Reflecting his own desire, Waters’s private collection is represented by some of the works in these pages, including Mike Kelley’s 1987 painting Speech Impediment, which bears the inscription, “Thay you luv Thatan.” “The painting hangs in my bedroom,” Waters reveals, “right across from my bed. It’s the first thing I see every morning.” Waters also owns a work by George Stoll, mounted on the wall of his living room, in which a roll of chiffon toilet paper unspools gracefully to the floor.
Waters’s co-author is Bruce Hainley, a contributing editor at Artforum who teaches in the graduate program at Pasadena’s Art Center College of Design.
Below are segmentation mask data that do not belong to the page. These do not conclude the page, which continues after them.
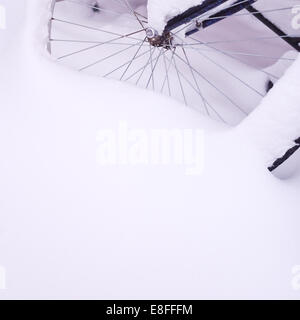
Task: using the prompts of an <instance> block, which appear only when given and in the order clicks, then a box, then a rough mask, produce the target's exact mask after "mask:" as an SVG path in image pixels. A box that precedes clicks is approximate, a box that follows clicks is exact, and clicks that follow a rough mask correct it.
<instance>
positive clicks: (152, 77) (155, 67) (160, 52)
mask: <svg viewBox="0 0 300 320" xmlns="http://www.w3.org/2000/svg"><path fill="white" fill-rule="evenodd" d="M162 50H163V49H161V50H160V52H159V55H158V56H157V58H156V61H155V64H154V67H153V63H152V65H151V74H150V77H149V80H148V82H147V86H146V89H147V88H148V87H149V84H150V81H151V80H152V89H153V90H155V85H154V71H155V69H156V67H157V64H158V61H159V58H160V57H161V55H162Z"/></svg>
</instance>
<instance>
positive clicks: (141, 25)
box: [117, 0, 145, 28]
mask: <svg viewBox="0 0 300 320" xmlns="http://www.w3.org/2000/svg"><path fill="white" fill-rule="evenodd" d="M117 1H118V2H121V1H120V0H117ZM123 2H124V3H125V6H126V7H127V8H128V9H129V11H130V12H131V13H132V14H133V16H134V17H135V18H136V20H137V22H138V23H139V24H140V25H141V27H142V28H145V26H144V24H143V23H142V21H141V20H140V18H139V16H138V14H137V13H136V12H135V10H133V8H132V6H131V5H130V3H129V2H128V1H127V0H123Z"/></svg>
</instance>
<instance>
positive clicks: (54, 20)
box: [51, 18, 144, 40]
mask: <svg viewBox="0 0 300 320" xmlns="http://www.w3.org/2000/svg"><path fill="white" fill-rule="evenodd" d="M51 20H52V21H56V22H62V23H66V24H69V25H73V26H76V27H81V28H85V29H89V30H94V31H99V32H102V33H107V34H111V35H114V36H119V37H121V36H122V37H126V38H128V39H133V40H140V39H137V38H133V37H130V36H131V35H134V34H136V33H139V32H142V31H144V29H142V30H138V31H135V32H131V33H129V34H127V35H125V36H124V35H122V34H120V33H116V32H112V31H108V30H104V29H100V28H96V27H91V26H86V25H83V24H80V23H76V22H72V21H67V20H62V19H57V18H52V19H51Z"/></svg>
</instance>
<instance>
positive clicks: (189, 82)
mask: <svg viewBox="0 0 300 320" xmlns="http://www.w3.org/2000/svg"><path fill="white" fill-rule="evenodd" d="M166 59H167V60H169V61H170V62H171V60H170V59H168V58H167V57H166ZM178 72H179V74H180V75H181V77H182V78H183V79H184V80H185V81H186V82H187V83H188V84H189V86H190V87H191V88H192V89H193V90H194V91H195V92H196V93H197V94H198V95H200V96H201V93H200V92H199V91H198V90H197V89H196V88H195V87H194V86H193V84H192V83H191V82H190V80H188V79H187V77H186V76H185V75H184V74H183V73H182V72H181V71H178ZM203 98H204V100H205V103H206V104H207V106H208V107H209V108H210V109H211V110H212V111H213V112H214V113H215V114H216V115H217V117H218V118H219V119H220V120H221V121H222V122H224V123H226V124H228V122H227V121H225V119H224V118H223V117H222V116H221V115H220V113H219V112H218V111H217V110H216V109H215V108H214V107H213V106H212V105H211V104H210V103H209V102H208V101H207V99H205V97H204V95H203Z"/></svg>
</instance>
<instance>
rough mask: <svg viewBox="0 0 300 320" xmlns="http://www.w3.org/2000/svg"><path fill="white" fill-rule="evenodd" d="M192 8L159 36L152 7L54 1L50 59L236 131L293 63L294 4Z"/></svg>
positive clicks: (225, 3)
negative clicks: (150, 22) (285, 26)
mask: <svg viewBox="0 0 300 320" xmlns="http://www.w3.org/2000/svg"><path fill="white" fill-rule="evenodd" d="M168 2H169V3H172V0H166V3H164V5H163V7H164V8H165V7H166V5H167V3H168ZM183 2H184V3H186V2H185V1H183ZM177 3H180V1H179V0H176V1H175V0H173V4H174V5H175V4H177ZM190 3H195V4H197V3H199V5H195V6H192V7H191V8H184V9H182V11H180V10H179V11H175V12H176V15H175V16H169V18H168V17H166V16H165V17H164V19H165V20H164V21H165V25H164V29H162V28H161V25H160V23H161V20H160V21H158V22H156V18H155V17H156V13H157V16H159V12H158V11H159V5H157V4H159V2H158V1H157V0H149V1H147V0H54V1H53V2H52V7H51V13H52V18H51V21H50V23H49V46H48V49H49V52H51V55H52V56H53V57H55V58H56V59H57V60H58V61H59V62H60V63H64V64H66V65H68V66H71V67H73V68H76V69H77V70H79V71H81V72H83V71H85V72H89V73H91V74H94V75H97V76H103V77H106V78H113V79H117V80H122V81H125V82H128V83H131V84H133V85H137V86H140V87H144V88H146V89H152V90H154V91H157V92H160V93H163V94H166V95H168V96H171V97H174V98H176V99H178V100H181V101H183V102H184V103H185V104H186V105H188V106H190V107H193V108H196V109H198V110H199V111H202V112H204V113H205V114H207V115H208V116H210V117H212V118H214V119H218V120H221V121H223V122H225V123H228V124H236V123H239V122H240V121H241V120H242V119H243V118H244V117H245V116H247V114H249V113H250V112H251V111H252V110H253V109H254V108H255V107H256V106H257V105H258V104H259V103H260V101H261V99H262V98H263V97H264V96H265V95H266V94H267V93H268V90H269V89H270V88H271V87H272V86H273V84H274V83H275V82H276V81H277V80H278V79H279V78H280V77H281V75H282V74H283V72H284V71H285V70H286V68H287V67H288V66H289V65H290V64H291V63H293V61H294V60H295V59H296V55H297V51H298V42H297V41H298V40H299V41H300V38H299V37H297V34H298V36H300V31H297V28H294V29H293V28H292V30H287V29H291V28H286V27H285V26H281V24H286V23H287V21H288V26H291V25H292V23H293V21H292V19H295V17H296V15H297V13H298V11H297V10H296V9H297V7H295V1H293V0H289V1H286V0H284V1H283V0H204V1H201V0H198V1H196V0H195V1H194V0H192V1H190ZM205 6H206V7H205ZM295 8H296V9H295ZM173 9H174V8H173ZM197 10H198V11H197ZM199 10H200V11H199ZM251 10H252V11H251ZM173 11H174V10H173ZM299 12H300V9H299ZM148 13H149V15H148ZM177 13H178V14H177ZM150 14H151V16H150ZM260 15H261V16H263V18H264V19H266V20H267V21H269V22H270V23H271V24H273V25H274V26H275V27H277V28H278V30H279V32H274V30H272V28H270V25H269V26H268V25H267V24H268V22H267V24H266V23H261V22H263V21H261V20H262V18H261V16H260ZM274 17H275V18H274ZM149 21H151V24H150V23H149ZM274 21H276V23H274ZM153 24H154V25H153ZM237 30H238V32H237ZM278 30H277V31H278ZM275 31H276V30H275ZM280 32H282V34H281V33H280ZM289 41H290V42H289ZM292 42H293V43H292ZM293 44H294V45H293ZM100 91H101V88H99V92H100Z"/></svg>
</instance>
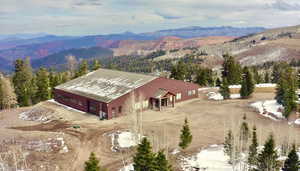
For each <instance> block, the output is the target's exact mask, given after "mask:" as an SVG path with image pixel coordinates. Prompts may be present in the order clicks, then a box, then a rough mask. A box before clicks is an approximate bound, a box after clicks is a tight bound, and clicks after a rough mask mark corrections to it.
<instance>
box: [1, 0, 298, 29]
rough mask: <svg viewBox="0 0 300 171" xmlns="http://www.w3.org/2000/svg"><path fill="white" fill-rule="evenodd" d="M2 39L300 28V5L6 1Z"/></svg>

Given his academic affiliation, he may perhaps be forgiven for occasional lapses into “academy-speak” in his portions of the text.
There’s bound to be something for everyone in these pages. I admired the witty photographs by Jeff Burton, including Untitled (Jacuzzi Waterfall) of 1992, in which one guy rims another. In a more recent work, the very sexy Untitled (Frill) of 2000, Burton has playfully positioned his model atop a large suitcase with its clasp obligingly open; he appears to be nude (what we can see of him, anyway; the picture is severely cropped) except for a red shirt with a delicate, rippling hem, bordered in black. It’s like an image in a skin mag, only smarter, more artful. One of the things this book investigates is the intersection between art and porn. I found it interesting to contrast Burton’s highly sophisticated work with the seemingly effortless photographs by Gary Lee Boas, which have the casual sexiness of snapshots. What gives them their charge is their intimacy and familiarity.
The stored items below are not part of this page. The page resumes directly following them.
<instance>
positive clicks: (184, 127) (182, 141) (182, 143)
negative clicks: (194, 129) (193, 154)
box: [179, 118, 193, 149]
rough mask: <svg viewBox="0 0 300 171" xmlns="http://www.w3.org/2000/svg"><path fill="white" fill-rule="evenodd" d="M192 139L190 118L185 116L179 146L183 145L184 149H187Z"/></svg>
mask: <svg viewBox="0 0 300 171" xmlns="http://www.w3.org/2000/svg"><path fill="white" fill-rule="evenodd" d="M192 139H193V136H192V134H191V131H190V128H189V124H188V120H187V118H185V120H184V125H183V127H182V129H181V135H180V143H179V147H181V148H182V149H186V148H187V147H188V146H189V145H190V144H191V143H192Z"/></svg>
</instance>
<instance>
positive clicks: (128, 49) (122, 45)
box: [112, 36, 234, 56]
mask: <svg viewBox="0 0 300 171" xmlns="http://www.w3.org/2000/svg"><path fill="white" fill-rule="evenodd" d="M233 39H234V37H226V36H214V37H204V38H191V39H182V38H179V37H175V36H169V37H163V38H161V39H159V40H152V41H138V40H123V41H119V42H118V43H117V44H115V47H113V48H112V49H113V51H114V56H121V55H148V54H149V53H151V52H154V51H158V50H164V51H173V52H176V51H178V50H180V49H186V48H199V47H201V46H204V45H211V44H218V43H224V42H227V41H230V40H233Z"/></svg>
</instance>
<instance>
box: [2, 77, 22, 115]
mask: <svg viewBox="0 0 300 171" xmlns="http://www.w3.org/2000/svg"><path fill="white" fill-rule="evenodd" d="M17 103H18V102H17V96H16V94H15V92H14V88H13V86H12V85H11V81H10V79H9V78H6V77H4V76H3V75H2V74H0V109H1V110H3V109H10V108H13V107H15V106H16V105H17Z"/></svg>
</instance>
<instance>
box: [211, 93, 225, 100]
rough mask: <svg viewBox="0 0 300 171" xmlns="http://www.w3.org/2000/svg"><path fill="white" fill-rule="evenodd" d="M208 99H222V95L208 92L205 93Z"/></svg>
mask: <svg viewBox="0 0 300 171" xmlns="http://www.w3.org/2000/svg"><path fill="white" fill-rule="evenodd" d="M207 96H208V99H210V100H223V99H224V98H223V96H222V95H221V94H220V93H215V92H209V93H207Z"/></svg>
“You have to learn to see art,” Waters says, in what may be this book’s most interesting passage, “but that’s what’s so exciting. After going around to look at what’s in galleries all day, when you walk home—it doesn’t last for more than a couple of hours—but every single thing you see reminds you of art: the trash, the signs, the bus stop.” That’s a bit of æsthetic philosophy in a nutshell, but Waters adds that this state of grace isn’t permanent: “It fades a little as time goes by so you have to return to the galleries every couple of weeks to get the ‘art’ back into your life.”
Greg Varner is arts editor for The Washington Blade and has contributed to The Washington Post, Out magazine, Classical Music, and other publications.